# Copyright (c) Meta Platforms, Inc. and affiliates.
# All rights reserved.
#
# This source code is licensed under the BSD-style license found in the
# LICENSE file in the root directory of this source tree.
from typing import List, Tuple

import torch
import torch.nn.functional as F
from torch import nn, Tensor

from torchtune.modules.attention import MultiHeadAttention

# ch = number of channels (size of the channel dimension)

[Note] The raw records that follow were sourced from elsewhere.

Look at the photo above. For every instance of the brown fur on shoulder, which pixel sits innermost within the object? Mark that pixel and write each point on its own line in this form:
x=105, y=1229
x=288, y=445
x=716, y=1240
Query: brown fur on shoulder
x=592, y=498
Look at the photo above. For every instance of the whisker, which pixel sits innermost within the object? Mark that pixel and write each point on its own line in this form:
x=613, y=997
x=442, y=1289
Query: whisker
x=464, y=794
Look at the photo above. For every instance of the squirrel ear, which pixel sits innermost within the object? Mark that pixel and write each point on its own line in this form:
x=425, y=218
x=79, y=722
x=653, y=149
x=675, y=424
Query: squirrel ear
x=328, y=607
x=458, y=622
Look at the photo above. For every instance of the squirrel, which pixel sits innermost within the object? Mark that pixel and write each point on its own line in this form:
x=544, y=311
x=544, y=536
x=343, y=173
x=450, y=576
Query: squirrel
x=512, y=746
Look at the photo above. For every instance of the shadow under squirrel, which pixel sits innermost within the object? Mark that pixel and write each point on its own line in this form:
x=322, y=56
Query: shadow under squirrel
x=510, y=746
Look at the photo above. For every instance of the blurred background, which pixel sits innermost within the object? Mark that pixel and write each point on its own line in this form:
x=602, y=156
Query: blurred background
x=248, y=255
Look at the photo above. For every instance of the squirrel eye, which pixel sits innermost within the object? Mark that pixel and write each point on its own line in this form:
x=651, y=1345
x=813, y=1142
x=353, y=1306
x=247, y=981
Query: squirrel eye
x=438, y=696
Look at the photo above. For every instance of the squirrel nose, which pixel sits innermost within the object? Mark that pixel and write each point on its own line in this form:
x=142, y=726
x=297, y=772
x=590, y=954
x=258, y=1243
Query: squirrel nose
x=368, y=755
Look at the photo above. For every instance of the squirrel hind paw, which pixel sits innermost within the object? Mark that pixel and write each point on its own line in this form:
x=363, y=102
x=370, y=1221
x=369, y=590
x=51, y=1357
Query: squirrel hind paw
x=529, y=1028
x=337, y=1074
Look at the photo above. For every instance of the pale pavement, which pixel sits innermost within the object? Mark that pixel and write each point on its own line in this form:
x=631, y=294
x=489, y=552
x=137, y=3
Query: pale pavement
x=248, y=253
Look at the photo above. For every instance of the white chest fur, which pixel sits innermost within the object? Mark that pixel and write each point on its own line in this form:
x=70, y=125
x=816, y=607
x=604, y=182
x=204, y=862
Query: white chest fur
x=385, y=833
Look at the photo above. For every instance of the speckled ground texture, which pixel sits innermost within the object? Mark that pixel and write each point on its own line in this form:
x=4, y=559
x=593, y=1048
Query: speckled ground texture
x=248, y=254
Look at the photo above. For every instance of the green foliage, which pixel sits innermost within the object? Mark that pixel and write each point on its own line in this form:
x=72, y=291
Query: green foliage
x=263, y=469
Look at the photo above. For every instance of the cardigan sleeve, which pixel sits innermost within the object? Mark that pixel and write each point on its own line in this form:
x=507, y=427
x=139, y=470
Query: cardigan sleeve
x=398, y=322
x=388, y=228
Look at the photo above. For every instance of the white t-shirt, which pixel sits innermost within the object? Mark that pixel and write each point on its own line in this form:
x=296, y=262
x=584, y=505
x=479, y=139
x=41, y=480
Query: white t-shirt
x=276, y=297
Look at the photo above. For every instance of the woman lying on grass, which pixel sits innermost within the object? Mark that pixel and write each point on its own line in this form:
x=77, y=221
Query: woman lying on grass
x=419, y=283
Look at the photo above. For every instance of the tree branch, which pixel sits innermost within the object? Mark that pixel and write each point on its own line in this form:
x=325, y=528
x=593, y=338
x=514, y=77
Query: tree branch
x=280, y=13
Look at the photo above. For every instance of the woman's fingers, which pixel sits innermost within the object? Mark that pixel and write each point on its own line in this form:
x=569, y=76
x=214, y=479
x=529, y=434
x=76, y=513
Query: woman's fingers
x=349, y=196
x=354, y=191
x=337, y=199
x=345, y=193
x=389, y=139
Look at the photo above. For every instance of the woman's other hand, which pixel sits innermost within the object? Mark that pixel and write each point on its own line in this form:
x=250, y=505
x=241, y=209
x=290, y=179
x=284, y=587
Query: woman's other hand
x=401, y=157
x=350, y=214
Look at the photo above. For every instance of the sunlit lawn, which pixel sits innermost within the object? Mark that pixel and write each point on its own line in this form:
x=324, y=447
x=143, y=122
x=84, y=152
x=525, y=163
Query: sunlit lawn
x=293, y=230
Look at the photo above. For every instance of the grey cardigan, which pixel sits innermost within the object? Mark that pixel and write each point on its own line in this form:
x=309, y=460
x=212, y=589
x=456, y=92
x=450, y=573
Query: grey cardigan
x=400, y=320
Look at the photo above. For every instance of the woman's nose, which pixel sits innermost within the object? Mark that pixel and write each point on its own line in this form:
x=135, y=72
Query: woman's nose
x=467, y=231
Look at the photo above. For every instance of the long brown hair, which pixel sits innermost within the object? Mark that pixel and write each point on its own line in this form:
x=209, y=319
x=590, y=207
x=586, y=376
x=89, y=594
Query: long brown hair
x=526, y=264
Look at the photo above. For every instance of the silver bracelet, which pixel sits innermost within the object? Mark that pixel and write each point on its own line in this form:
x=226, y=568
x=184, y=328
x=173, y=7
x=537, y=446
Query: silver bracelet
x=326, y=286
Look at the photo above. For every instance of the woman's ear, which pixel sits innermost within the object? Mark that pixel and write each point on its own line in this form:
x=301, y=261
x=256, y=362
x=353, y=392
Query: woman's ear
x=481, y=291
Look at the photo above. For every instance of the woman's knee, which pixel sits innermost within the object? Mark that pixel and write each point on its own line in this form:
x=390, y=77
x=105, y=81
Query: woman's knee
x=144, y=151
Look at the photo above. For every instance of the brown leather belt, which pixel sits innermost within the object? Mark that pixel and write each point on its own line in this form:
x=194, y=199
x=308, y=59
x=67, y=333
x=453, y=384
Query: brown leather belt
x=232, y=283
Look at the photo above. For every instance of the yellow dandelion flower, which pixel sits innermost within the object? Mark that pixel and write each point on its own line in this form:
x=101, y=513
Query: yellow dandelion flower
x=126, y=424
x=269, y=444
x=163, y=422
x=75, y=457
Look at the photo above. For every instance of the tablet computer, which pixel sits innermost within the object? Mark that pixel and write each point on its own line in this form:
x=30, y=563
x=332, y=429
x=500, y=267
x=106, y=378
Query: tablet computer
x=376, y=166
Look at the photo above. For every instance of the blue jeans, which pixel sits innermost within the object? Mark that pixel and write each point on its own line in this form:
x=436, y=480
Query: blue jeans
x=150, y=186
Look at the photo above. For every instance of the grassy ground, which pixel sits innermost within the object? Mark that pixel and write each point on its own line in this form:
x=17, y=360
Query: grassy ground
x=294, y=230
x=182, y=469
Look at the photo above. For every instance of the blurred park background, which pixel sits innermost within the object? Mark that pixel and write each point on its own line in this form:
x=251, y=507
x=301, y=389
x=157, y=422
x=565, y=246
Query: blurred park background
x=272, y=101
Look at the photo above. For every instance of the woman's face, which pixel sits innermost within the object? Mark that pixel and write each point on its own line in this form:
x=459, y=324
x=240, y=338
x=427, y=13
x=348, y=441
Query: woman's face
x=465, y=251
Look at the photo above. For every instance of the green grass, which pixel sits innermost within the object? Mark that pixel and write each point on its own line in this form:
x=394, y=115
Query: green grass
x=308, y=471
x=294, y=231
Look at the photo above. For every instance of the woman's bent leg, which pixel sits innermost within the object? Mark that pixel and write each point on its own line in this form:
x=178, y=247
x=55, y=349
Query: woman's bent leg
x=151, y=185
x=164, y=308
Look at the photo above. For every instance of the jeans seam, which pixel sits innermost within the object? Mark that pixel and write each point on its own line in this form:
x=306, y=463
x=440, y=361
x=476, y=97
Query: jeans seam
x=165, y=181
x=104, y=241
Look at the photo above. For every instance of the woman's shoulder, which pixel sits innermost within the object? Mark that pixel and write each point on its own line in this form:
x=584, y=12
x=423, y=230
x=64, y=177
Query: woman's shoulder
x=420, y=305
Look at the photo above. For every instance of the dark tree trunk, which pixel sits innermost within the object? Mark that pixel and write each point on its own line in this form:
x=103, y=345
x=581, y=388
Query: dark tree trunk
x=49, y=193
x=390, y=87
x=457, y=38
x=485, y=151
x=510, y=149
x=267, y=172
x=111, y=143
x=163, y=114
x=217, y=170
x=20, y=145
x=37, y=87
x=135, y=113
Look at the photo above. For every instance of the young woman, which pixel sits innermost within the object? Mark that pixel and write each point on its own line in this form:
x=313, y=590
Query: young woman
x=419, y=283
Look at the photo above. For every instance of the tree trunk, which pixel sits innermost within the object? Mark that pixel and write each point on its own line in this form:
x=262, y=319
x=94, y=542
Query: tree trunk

class FluxAutoencoder(nn.Module):
    """
    The image autoencoder for Flux diffusion models.

    Args:
        img_shape (Tuple[int, int, int]): The shape of the input image (without the batch dimension).
        encoder (nn.Module): The encoder module.
        decoder (nn.Module): The decoder module.
    """

    def __init__(
        self,
        img_shape: Tuple[int, int, int],
        encoder: nn.Module,
        decoder: nn.Module,
    ):
        super().__init__()
        self._img_shape = img_shape
        self.encoder = encoder
        self.decoder = decoder

    def forward(self, x: Tensor) -> Tensor:
        """
        Args:
            x (Tensor): input image of shape [bsz, ch_in, img resolution, img resolution]

        Returns:
            Tensor: output image of the same shape
        """
        return self.decode(self.encode(x))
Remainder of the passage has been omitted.